Ali swaggers over, hiding her flask before Kali turns to look at her. The little goddess shoves her plate of potatoes indignantly away. "Correct me if I'm wrong, milady." Ali calls jovially, "but potatoes aren't a vegetable."

"I want ketchup!" Kaliya wails. What in the name of Kane's ever-loving arse is ketchup? Seeing me and Ali with our blank stares, she amends. "Never mind. You human weaklings can't even see the future like I can."

"You little..." I gnaw my lower lip raw, patience wearing thin at babysitting the brat. I take a potato wedge and nibble on it absentmindedly, eating to quell the frustration. "Thanks for patching the sails up, Ali. How are the injured?"

Ali bows her head. "Nearly a third of the crew was taken out by the blast. And Jun... well Xander is waiting at her bedside. She won't have long left with that head wound from the debris."

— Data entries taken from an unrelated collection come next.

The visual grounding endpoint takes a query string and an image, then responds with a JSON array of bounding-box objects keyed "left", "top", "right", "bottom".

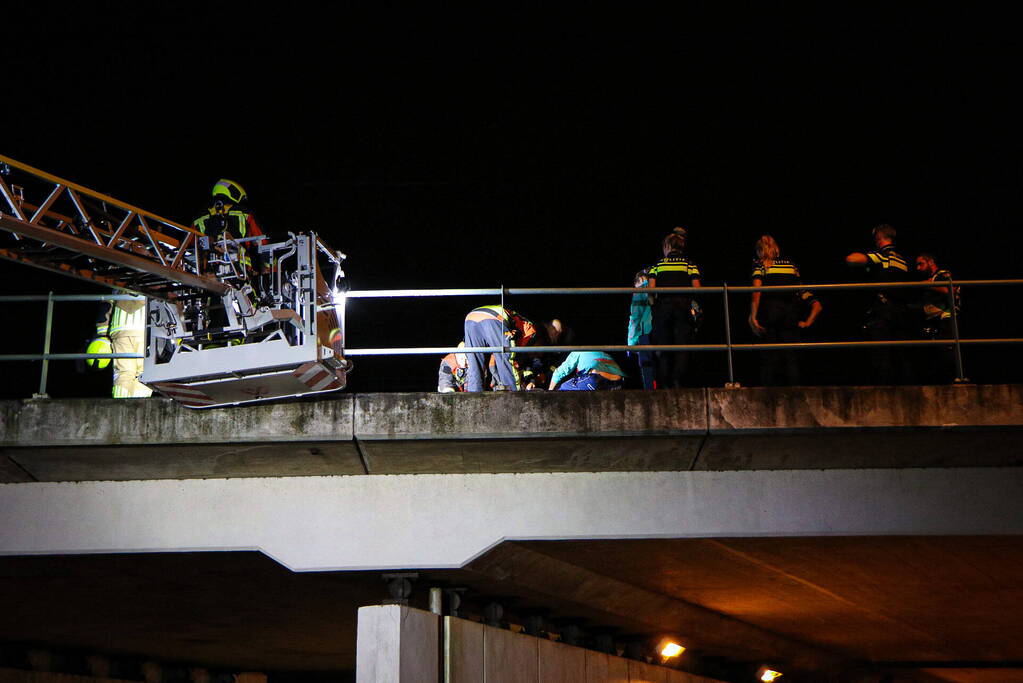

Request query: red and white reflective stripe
[
  {"left": 293, "top": 362, "right": 344, "bottom": 392},
  {"left": 153, "top": 381, "right": 217, "bottom": 408}
]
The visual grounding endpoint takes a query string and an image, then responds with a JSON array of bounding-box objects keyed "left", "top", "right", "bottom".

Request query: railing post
[
  {"left": 723, "top": 282, "right": 739, "bottom": 389},
  {"left": 32, "top": 291, "right": 53, "bottom": 399},
  {"left": 948, "top": 278, "right": 970, "bottom": 384}
]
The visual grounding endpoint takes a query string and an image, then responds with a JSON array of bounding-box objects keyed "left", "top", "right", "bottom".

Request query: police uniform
[
  {"left": 550, "top": 351, "right": 625, "bottom": 392},
  {"left": 192, "top": 204, "right": 263, "bottom": 277},
  {"left": 463, "top": 306, "right": 537, "bottom": 392},
  {"left": 863, "top": 244, "right": 911, "bottom": 384},
  {"left": 751, "top": 259, "right": 817, "bottom": 386},
  {"left": 650, "top": 252, "right": 700, "bottom": 389},
  {"left": 917, "top": 270, "right": 960, "bottom": 383}
]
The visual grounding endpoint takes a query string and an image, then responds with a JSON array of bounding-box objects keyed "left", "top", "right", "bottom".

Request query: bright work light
[{"left": 657, "top": 638, "right": 685, "bottom": 659}]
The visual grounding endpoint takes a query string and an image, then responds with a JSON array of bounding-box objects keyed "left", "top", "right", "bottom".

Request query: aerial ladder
[{"left": 0, "top": 155, "right": 351, "bottom": 408}]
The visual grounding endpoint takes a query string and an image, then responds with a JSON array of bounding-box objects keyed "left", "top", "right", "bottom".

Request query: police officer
[
  {"left": 750, "top": 235, "right": 822, "bottom": 386},
  {"left": 916, "top": 253, "right": 960, "bottom": 383},
  {"left": 87, "top": 297, "right": 152, "bottom": 399},
  {"left": 649, "top": 232, "right": 700, "bottom": 389},
  {"left": 845, "top": 223, "right": 911, "bottom": 384}
]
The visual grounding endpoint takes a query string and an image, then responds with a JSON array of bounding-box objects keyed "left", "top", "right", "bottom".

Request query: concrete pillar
[
  {"left": 444, "top": 617, "right": 487, "bottom": 683},
  {"left": 355, "top": 604, "right": 440, "bottom": 683}
]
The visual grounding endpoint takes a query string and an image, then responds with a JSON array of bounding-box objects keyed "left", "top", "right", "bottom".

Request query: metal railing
[
  {"left": 0, "top": 279, "right": 1023, "bottom": 398},
  {"left": 0, "top": 291, "right": 145, "bottom": 399},
  {"left": 345, "top": 279, "right": 1023, "bottom": 385}
]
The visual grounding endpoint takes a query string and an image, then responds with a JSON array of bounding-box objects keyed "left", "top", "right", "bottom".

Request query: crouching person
[{"left": 550, "top": 351, "right": 625, "bottom": 392}]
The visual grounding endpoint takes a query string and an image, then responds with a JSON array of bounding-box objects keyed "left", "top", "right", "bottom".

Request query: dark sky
[{"left": 0, "top": 2, "right": 1023, "bottom": 391}]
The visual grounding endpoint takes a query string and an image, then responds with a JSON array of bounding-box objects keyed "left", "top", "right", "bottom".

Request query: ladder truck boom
[{"left": 0, "top": 155, "right": 351, "bottom": 408}]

I look past her, sees Xander walking, haunted, among the decks of the ship. The poor giant clutches two wedding bands on a chain wound tight round his wrist. His eyes, a tragedy. Empty. Cold. Longing so much it hurts.

"First Farzaneh, now Jun," I sigh, drumming my fingers impatiently against the plate of potatoes. "How much longer till we reach the coast?"

"Land sighted!" A replacement scout cries, filling in for Jun's aching absence.

"Welcome to Rahasia. The Empire of the gods." Ali mumbles, taking in another mouthful of liquor when Kali isn't watching. "And all their sorry fools."

***

They make the burials quick as they can for our dead crew, burying them in the place where the sand of the coast gives way to grittier, more rigid dirt. Those that are religious say a prayer. Those that aren't sing songs or ballads from the dead's homeland. Those that are in-between waver between the two choices, mumbling through their grief and tearing their hair.